Even a little tipple shrinks your brain, according to the Times Online of London. Prior studies had found that moderate alcohol consumption reduced the risk of heart attack and stroke. Well, who needs to think anyway!!

 Posted by glenn at 11:52 AM | Comments (0)

Wednesday December 3

The Known Unknowns

Defense Secretary Don Rumsfeld's aphorism that there are "known unknowns" has won this year's Foot In Mouth award. BBCNews.com The whole bit is worthy of a Saturday Night Live skit:

Reports that say that something hasn't happened are always interesting to me, because as we know, there are known knowns; there are things we know we know. We also know there are known unknowns; that is to say we know there are some things we do not know. But there are also unknown unknowns -- the ones we don't know we don't know.

It's so good I plan to use it in a settlement meeting for one of my litigation cases tomorrow!!

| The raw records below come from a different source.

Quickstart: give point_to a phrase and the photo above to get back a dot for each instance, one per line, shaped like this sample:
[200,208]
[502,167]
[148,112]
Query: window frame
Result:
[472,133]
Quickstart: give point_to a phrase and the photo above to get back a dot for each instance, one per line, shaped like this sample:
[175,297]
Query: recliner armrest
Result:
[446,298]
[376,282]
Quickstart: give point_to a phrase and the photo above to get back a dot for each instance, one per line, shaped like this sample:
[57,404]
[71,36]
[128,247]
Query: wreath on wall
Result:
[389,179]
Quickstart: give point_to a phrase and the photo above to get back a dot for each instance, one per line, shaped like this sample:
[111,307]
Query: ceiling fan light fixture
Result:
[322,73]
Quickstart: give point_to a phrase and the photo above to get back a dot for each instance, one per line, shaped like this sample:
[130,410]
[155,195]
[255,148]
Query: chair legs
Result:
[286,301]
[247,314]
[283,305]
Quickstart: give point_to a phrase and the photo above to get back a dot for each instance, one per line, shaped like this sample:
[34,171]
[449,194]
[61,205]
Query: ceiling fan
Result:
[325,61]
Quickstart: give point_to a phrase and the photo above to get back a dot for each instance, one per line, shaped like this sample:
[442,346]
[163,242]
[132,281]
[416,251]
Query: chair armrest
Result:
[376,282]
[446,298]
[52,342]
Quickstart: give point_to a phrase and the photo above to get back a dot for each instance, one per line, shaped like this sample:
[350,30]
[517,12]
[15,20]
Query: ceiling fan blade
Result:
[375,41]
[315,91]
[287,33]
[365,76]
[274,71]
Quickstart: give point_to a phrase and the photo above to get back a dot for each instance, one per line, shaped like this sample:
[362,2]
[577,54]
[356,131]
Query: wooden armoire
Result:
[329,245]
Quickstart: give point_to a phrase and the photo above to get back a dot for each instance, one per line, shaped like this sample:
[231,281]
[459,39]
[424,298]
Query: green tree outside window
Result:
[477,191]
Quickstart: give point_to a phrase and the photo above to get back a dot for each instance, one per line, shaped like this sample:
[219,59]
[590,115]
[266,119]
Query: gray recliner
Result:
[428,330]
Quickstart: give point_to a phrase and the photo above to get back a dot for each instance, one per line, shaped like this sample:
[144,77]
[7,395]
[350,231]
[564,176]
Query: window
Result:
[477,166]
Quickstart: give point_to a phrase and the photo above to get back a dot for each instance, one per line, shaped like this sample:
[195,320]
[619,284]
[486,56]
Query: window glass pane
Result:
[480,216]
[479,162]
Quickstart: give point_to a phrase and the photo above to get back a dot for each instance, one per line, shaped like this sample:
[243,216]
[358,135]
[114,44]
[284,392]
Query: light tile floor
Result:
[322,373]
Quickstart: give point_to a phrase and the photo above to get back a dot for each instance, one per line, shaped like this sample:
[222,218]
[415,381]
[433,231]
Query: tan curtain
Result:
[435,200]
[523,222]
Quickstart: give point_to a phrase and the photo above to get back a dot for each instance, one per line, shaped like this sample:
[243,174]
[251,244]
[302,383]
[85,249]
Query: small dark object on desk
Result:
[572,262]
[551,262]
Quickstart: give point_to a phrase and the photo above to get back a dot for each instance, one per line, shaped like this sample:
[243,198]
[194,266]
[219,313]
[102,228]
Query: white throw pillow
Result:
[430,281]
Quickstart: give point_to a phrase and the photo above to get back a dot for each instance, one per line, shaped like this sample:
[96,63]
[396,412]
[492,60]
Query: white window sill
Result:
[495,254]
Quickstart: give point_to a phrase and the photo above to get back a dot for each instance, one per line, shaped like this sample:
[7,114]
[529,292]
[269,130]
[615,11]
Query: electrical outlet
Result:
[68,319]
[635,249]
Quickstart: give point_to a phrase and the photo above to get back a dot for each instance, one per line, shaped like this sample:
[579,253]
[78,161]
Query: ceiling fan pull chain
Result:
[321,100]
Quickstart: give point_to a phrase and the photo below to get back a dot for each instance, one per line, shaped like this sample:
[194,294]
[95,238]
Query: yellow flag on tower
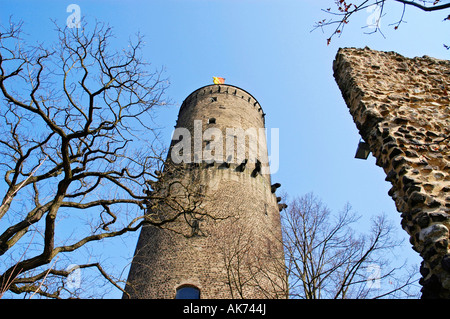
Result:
[218,80]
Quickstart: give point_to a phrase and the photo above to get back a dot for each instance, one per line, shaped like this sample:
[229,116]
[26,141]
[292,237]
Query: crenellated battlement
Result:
[214,89]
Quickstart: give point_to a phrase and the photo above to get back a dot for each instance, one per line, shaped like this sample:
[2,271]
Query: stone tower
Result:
[220,233]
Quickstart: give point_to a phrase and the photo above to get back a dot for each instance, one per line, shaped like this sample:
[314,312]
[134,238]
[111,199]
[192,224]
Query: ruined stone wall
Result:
[401,107]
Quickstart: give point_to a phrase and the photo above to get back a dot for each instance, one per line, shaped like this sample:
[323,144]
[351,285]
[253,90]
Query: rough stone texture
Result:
[401,108]
[228,229]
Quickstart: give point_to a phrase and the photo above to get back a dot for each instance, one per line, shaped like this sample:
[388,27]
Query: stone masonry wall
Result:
[227,239]
[401,107]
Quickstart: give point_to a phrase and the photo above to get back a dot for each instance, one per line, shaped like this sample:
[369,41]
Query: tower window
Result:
[187,292]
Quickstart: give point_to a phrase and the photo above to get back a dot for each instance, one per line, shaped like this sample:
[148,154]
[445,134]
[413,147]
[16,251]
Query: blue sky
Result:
[268,49]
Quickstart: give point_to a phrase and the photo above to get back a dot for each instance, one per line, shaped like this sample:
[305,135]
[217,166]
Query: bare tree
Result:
[326,259]
[79,153]
[343,11]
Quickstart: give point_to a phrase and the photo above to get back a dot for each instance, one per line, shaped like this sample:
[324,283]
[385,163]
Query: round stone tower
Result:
[220,231]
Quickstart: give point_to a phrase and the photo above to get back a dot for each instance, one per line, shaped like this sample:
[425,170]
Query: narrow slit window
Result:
[187,292]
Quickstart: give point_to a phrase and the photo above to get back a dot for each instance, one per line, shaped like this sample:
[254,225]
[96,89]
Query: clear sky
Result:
[268,49]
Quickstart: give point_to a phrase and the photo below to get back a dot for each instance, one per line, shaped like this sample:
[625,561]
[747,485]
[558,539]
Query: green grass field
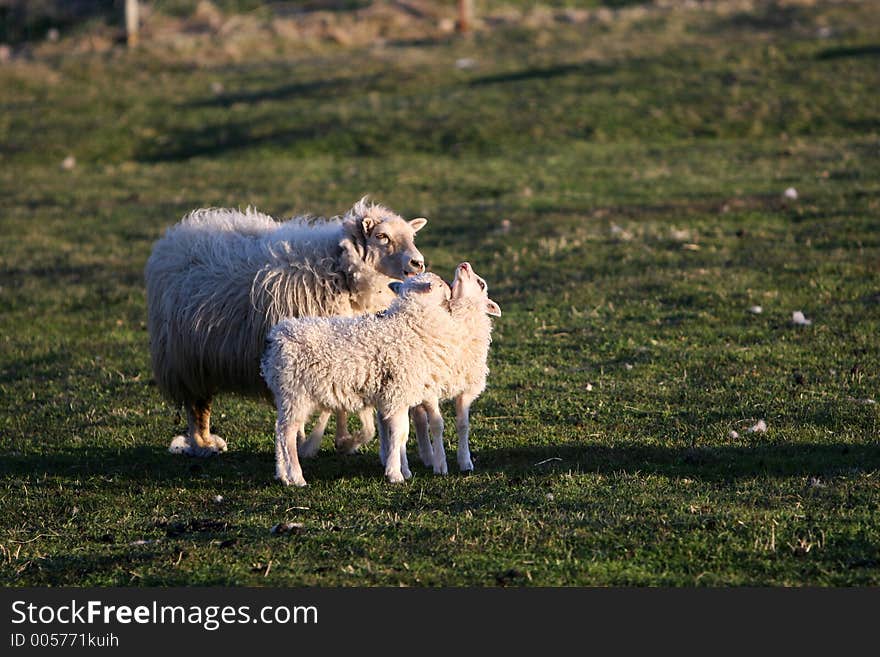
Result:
[619,183]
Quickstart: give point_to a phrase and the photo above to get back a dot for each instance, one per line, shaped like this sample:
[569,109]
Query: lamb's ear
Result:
[353,245]
[493,308]
[368,224]
[420,287]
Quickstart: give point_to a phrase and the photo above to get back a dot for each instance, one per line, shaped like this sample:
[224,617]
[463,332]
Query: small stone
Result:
[286,528]
[759,427]
[798,319]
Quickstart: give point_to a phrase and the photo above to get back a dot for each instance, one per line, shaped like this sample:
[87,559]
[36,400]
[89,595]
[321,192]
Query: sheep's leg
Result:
[383,438]
[435,421]
[199,440]
[404,461]
[398,428]
[419,418]
[462,426]
[287,467]
[319,428]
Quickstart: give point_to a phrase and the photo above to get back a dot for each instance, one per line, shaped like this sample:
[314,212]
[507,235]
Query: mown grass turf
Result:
[640,165]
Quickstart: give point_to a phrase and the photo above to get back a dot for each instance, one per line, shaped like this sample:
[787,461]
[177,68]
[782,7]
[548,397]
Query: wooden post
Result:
[132,22]
[465,15]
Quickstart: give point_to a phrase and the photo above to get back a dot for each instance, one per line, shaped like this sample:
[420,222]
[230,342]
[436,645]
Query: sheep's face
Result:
[467,284]
[390,243]
[425,289]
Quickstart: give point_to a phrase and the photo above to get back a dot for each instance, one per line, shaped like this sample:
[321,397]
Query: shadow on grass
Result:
[145,465]
[542,73]
[329,88]
[872,50]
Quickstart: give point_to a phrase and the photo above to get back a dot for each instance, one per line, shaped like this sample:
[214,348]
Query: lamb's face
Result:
[467,285]
[426,289]
[390,243]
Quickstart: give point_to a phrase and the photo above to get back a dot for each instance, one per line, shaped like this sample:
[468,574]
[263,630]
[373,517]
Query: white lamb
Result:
[465,380]
[387,361]
[219,279]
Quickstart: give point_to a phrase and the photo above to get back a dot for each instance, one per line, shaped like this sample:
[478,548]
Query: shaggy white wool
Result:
[464,379]
[387,361]
[219,279]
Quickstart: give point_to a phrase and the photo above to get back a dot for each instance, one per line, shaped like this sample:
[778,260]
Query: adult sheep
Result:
[218,280]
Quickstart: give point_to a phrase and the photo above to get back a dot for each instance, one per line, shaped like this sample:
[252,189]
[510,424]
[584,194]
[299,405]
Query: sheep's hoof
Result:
[182,445]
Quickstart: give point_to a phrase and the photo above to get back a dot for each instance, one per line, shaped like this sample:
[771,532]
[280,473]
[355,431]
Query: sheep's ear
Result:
[493,308]
[368,224]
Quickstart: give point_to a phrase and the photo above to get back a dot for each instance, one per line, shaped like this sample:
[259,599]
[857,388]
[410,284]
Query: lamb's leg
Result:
[342,440]
[368,429]
[398,428]
[462,426]
[419,418]
[199,440]
[310,447]
[435,420]
[320,427]
[287,467]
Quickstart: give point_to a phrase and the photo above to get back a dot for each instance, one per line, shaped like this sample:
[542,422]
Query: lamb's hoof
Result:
[347,445]
[309,449]
[182,445]
[427,456]
[289,480]
[394,477]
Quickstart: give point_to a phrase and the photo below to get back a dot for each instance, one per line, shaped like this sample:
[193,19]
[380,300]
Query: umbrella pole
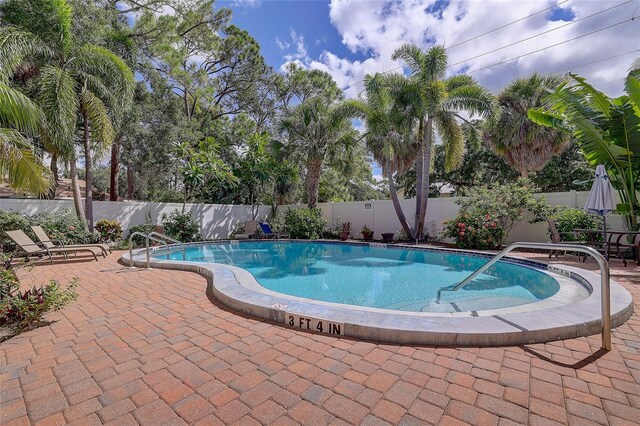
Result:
[606,244]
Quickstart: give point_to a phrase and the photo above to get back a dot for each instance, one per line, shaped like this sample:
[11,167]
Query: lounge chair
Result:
[28,247]
[268,233]
[556,238]
[250,230]
[48,243]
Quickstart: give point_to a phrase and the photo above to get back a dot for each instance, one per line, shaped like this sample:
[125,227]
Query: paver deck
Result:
[149,347]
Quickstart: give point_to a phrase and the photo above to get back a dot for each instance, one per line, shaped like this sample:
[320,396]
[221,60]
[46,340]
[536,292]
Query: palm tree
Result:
[318,132]
[84,84]
[20,116]
[606,129]
[389,135]
[526,146]
[437,101]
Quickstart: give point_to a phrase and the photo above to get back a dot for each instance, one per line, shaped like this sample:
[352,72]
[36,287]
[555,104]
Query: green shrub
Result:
[475,231]
[569,219]
[304,223]
[10,221]
[506,205]
[65,226]
[21,311]
[109,230]
[181,226]
[145,228]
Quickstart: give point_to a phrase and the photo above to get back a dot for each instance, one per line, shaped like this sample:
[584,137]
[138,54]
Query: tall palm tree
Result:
[389,134]
[318,132]
[437,101]
[20,117]
[85,84]
[526,146]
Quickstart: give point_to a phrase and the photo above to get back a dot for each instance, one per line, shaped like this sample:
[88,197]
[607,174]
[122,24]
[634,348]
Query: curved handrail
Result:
[604,277]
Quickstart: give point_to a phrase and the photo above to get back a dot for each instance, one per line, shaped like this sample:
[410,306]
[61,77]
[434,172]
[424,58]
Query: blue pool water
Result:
[406,280]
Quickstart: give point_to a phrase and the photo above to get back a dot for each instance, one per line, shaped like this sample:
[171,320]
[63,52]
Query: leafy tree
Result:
[525,145]
[436,100]
[317,132]
[19,117]
[607,131]
[388,136]
[76,83]
[201,164]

 Posted by glenn at 12:07 PM | Comments (0)

Monday December 1

Downloadable Music Coming of Age

The New York Times ran a story this morning, titled "Music At Your Fingertips," discussing how online music distribution -- legitimized by Apple's iTunes Music Store -- is changing the business models of the record companies. Says the Times, "music labels and retailers [will] compete more aggressively online, offer[ing] more obscure titles and recordings of live performances that could find a paying audience through downloads but make no financial sense to distribute on CD's." As one who has been ripping CDs for five years now, this is a very welcome development, but it remains true that if "You've got a portable music player that can fit 10,000 songs on it . . . [n]o one will spend $1 a track filling it.'' Well, maybe if they chart this course the labels won't become extinct after all.